Immunoregulatory effects of human dental pulp-derived stem cells on T cells: comparison of transwell co-culture and mixed lymphocyte reaction systems

Demircan P. C., EKER SARIBOYACI A., Unal Z. S., GACAR G., Subasi C., Karaoz E.

CYTOTHERAPY, vol.13, no.10, pp.1205-1220, 2011 (SCI-Expanded) identifier identifier identifier

  • Publication Type: Article / Article
  • Volume: 13 Issue: 10
  • Publication Date: 2011
  • Doi Number: 10.3109/14653249.2011.605351
  • Journal Name: CYTOTHERAPY
  • Journal Indexes: Science Citation Index Expanded (SCI-EXPANDED), Scopus
  • Page Numbers: pp.1205-1220
  • Keywords: co-culture, dental pulp, human, immunoregulatory effect, mesenchymal stromal cells, T cells, ENDOTHELIAL GROWTH-FACTOR, MARROW STROMAL CELLS, DENDRITIC CELLS, CORD BLOOD, IN-VITRO, SUPPRESS, INHIBIT, PROLIFERATION, DIFFERENTIATION, MATURATION
  • Eskisehir Osmangazi University Affiliated: No


Background aims. Studies performed using human and animal models have indicated the immunoregulatory capability of mesenchymal stromal cells in several lineages. We investigated whether human dental pulp-derived stem cells (hDP-SC) have regulatory effects on phytohemagglutinin (PHA)-activated CD3(+) T cells.
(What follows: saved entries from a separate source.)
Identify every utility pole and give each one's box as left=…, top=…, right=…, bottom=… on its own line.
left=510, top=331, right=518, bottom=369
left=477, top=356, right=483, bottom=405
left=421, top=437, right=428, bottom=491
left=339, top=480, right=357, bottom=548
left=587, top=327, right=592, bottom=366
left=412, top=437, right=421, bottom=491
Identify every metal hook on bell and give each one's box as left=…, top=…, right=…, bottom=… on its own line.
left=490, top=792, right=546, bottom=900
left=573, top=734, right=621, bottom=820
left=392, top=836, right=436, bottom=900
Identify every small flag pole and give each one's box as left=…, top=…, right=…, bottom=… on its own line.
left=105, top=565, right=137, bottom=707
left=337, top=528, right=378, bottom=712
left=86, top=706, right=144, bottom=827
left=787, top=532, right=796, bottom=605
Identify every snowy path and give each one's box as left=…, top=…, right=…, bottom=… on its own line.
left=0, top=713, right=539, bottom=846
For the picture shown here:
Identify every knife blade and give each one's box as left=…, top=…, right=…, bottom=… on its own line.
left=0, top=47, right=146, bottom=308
We aimed to define the regulatory mechanisms associated with hDP-SC that occur in mixed lymphocyte reaction (MLR) and transwell systems with PHA-CD3(+) T cells and hDP-SC at a ratio of 1:1. Methods. Proliferation, apoptosis and pro-and anti-inflammatory cytokines of PHA-CD3(+) T cells, the expression of Regulatory T cells (Treg) markers and some regulatory factors related to hDP-SC, were studied in Both transwell and MLR are co-cultures systems. Results. Anti-proliferative and apoptotic effects of hDP-SC were determined in co-culture systems. Elevated expression levels of human leukocyte antigen (HLA)-G, hepatocyte growth factor (HGF)-beta 1, intracellular adhesion molecule (ICAM-1)-1, interleukin (IL)-6, IL-10, transforming growth factor (TGF)-beta 1, vascular adhesion molecule (VCAM)-1 and vascular endothelial growth factor (VEGF) by hDP-SC were detected in the co-culture systems. We observed decreased expression levels of pro-inflammatory cytokines [interferon (IFN)-gamma, IL-2, IL-6 receptor (R), IL-12, Interleukin-17A (IL-17A), tumor necrosis factor (TNF)-alpha] and increased expression levels of anti-inflammatory cytokine [inducible protein (IP)-10] from PHA-CD3(+) T cells in the transwell system. Expression of Treg (CD4(+) CD25(+) Foxp3(+)) markers was significantly induced by hDP-SC in both co-culture systems. We observed apoptosis of PHA-CD3(+) T cells with 24 h using time-lapse camera photographs and active caspase labeling; it is likely that paracrine soluble factors and molecular signals secreted by hDP-SC led this apoptosis. Conclusions. We suggest that hDP-SC have potent immunoregulatory functions because of their soluble factors and cytokines via paracrine mechanisms associated with PHA-CD3(+) T cells, which could contribute to clinical therapies.